Nunn, 39, is now president of Business Growth Services, consultants in small business management and operations and based in in Seattle and Sonoma. Seminar participants said Nunn's workshop, "Handling Your Emotions on the Job," was one of the liveliest at the two-day Business Strategies for Professional Women conference, sponsored by Future Focus seminar developers.

A high-spirited motivational speaker with a "go-for-it" message, Nunn offered the women some "new-age" philosophy as well as what she called "street-smart" techniques for "getting out of your head" and focusing on the issues, rechanneling negative feelings and coping with lack of acknowledgment.

Conflict Is Necessary

Emotional control is not the same as avoiding conflict, Nunn said. Conflict, she said, is necessary for growth in the corporate world. "Those who pound their fists get listened to." Too often, however, women run away from conflict or forget to focus on the issues because of the intensity of their emotions, she said.

"How many times have you had one of your (emotional) buttons pushed and the room disappears? All that's there is this intense, overwhelming . . . rush . Your silk blouse is getting drenched and you're stuck to your chair, the room temperature has risen 20 degrees and nothing is working for you. . . ."

The goal, Nunn said, is not to avoid such emotion, but rather to become aware of one's own "emotional tool kit"--to know "how you get mad, jealous, greedy, vain, passive and totally able to be wiped out, where you are a red hot mama. . . ."

Most of all, she said, emotional expression should be conscious and not automatic. She advised women to not "leave any raw edges" when they become angry. "If you're going to have sorrow, cry a well full of purifying water. If you're going to have jealousy, get into it and be able to handle the emotion in a way that is not maudlin."

After the scene she made in the meeting, Nunn said she worked out a system of reshaping her most upsetting experiences. First, she said, she identified and named her "emotional buttons" or "hooks"--the situations that upset her and caused automatic behavior. The most significant for her, she said, were power struggles. And second, she mentally replayed the upsetting scene, imagining a new outcome.

Imagine Different Scenario

In her mind, she again saw her angry boss shaking his finger at her. In the replay, she disagreed calmly without climbing on a chair. She turned to face him and used eye contact. She had all her papers prepared. She saw him straighten up and listen.

She also heard herself say: "I think it's important that you understand the work that I have done on this project. I'd like to review the specific points that I feel are important." She said she also learned to add sentences that would be helpful to him, such as, "Is now a good time?" "I'm really upset and I'm going to tell you why" and "Would you say that in another way?" Nunn said she kept a card on her desk listing these sentences.

It's important to "re-see, re-hear and re-feel" the situation until it can be replayed without the original negative emotions and until a similar situation occurs in real life with a more positive outcome, she said.

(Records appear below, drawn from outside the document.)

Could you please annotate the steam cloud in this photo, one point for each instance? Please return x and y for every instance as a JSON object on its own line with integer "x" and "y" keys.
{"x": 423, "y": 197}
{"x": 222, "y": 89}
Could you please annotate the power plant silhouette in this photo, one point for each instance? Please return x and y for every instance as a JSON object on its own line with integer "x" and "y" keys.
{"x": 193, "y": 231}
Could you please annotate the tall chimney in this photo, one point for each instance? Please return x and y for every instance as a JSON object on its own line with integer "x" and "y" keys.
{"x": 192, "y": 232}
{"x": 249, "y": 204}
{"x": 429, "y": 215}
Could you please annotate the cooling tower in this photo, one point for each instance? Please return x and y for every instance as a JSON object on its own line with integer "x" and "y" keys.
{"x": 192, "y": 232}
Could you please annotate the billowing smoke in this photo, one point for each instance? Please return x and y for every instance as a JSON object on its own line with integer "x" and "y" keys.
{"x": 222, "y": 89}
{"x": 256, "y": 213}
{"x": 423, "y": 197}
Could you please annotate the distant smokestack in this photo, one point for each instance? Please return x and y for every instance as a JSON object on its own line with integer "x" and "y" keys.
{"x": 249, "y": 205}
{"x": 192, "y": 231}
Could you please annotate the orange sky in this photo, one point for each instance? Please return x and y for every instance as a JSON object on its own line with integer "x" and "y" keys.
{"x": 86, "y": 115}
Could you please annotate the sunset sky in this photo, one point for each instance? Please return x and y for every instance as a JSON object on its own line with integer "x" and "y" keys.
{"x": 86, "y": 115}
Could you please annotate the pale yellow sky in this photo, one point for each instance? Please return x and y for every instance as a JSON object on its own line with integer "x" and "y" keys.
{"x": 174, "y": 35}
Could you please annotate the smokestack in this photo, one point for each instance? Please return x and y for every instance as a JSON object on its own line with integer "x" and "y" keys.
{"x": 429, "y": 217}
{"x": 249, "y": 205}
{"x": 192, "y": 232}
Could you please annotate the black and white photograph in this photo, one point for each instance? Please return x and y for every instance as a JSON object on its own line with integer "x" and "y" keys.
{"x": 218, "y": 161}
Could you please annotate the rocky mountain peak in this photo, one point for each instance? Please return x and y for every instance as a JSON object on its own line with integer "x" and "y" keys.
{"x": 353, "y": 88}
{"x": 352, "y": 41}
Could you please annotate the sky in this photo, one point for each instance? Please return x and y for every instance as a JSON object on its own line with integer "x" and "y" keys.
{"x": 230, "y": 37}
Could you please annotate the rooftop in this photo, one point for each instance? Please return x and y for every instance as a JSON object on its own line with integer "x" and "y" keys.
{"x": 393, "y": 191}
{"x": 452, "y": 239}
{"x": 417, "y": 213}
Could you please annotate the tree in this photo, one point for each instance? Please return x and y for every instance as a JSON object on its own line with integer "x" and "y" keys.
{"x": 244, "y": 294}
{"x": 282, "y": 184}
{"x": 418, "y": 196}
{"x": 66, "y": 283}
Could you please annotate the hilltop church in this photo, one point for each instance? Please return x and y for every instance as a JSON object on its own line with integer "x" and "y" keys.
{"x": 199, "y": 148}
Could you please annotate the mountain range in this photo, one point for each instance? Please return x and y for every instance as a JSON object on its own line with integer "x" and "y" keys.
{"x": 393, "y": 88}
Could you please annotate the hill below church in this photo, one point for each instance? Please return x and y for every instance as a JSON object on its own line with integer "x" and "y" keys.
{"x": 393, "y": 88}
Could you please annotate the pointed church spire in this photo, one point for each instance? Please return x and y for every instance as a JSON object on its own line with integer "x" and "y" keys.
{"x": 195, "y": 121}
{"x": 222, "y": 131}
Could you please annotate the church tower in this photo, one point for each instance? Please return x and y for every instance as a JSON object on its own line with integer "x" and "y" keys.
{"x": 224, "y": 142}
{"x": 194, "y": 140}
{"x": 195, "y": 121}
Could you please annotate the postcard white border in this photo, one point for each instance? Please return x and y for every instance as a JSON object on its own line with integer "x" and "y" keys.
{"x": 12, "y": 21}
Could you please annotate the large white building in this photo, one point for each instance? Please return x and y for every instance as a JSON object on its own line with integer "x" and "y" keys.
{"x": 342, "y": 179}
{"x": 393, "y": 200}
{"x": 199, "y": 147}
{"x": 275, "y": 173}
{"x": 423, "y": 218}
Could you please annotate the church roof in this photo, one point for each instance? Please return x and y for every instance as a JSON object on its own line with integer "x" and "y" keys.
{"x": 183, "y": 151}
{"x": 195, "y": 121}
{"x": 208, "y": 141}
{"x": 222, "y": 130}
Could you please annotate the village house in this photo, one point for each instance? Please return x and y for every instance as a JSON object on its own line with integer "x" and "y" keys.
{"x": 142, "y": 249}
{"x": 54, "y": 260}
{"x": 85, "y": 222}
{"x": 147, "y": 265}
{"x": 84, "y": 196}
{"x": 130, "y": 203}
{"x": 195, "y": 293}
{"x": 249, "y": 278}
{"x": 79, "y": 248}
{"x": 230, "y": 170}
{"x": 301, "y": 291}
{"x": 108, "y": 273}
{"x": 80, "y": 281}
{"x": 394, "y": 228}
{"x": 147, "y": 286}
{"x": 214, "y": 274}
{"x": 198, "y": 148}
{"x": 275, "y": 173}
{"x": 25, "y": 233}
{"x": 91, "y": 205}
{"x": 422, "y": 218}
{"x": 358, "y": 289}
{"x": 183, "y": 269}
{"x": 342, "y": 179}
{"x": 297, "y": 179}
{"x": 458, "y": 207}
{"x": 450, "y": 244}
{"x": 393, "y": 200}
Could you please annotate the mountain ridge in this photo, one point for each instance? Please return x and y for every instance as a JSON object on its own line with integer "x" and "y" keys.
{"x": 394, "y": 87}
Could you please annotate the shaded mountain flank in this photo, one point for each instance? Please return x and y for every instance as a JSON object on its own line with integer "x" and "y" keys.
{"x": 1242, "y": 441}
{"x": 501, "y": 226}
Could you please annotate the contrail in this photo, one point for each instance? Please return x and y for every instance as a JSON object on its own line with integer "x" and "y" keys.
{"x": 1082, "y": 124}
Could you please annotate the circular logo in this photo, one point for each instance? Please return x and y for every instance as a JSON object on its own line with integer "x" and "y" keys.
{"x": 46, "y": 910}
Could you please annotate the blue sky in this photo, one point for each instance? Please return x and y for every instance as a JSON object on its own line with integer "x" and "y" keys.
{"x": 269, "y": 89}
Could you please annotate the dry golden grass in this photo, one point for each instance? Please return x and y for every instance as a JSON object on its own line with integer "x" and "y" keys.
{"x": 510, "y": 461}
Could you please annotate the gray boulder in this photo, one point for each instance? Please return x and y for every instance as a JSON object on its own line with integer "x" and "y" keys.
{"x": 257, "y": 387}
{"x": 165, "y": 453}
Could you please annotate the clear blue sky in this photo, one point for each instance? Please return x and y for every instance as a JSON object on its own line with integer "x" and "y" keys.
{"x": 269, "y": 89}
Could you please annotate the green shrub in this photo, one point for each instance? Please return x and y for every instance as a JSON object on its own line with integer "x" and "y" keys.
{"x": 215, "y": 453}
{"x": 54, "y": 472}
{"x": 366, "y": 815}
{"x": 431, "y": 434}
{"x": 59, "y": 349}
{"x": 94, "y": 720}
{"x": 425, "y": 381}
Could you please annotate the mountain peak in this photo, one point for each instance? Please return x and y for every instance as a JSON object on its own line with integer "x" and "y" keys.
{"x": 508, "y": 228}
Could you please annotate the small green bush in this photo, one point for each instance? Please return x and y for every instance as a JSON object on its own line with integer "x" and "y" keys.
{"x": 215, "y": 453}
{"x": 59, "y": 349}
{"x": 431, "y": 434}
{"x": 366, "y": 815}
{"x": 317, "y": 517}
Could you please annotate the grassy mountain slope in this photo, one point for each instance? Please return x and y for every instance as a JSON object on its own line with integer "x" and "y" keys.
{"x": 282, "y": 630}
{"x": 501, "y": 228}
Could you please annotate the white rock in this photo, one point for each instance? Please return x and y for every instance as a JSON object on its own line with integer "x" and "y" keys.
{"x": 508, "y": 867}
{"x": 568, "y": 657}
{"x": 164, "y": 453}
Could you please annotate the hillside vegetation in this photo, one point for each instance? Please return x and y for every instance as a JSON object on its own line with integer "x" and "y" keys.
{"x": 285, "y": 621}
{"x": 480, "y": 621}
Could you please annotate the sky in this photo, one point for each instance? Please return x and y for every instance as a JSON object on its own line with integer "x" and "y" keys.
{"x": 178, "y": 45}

In addition, women need to learn the principles of emotional management in business, she said. They include: "Keeping your cool. Knowing whose problem it is. Being responsible for your own emotional reactions without rationalization. Graciously allowing other people to have weaknesses or a bad day without having to get even."

She said these principles can be gleaned from male or female role models, psychotherapists or books such as "The Handbook to Higher Consciousness" by Ken Keyes, "Positive Addictions" by William Glasser and "Making Decisions" by Dr. Andrea Williams.

Practice Under Pressure

But to be effective, women need to practice the principles successfully under pressure, she said.

Nunn suggested women find an "emotional-support buddy," someone in the office who "has it at least as much together as you do. Do not pick an emotional-support buddy who is more of a basket case than you are."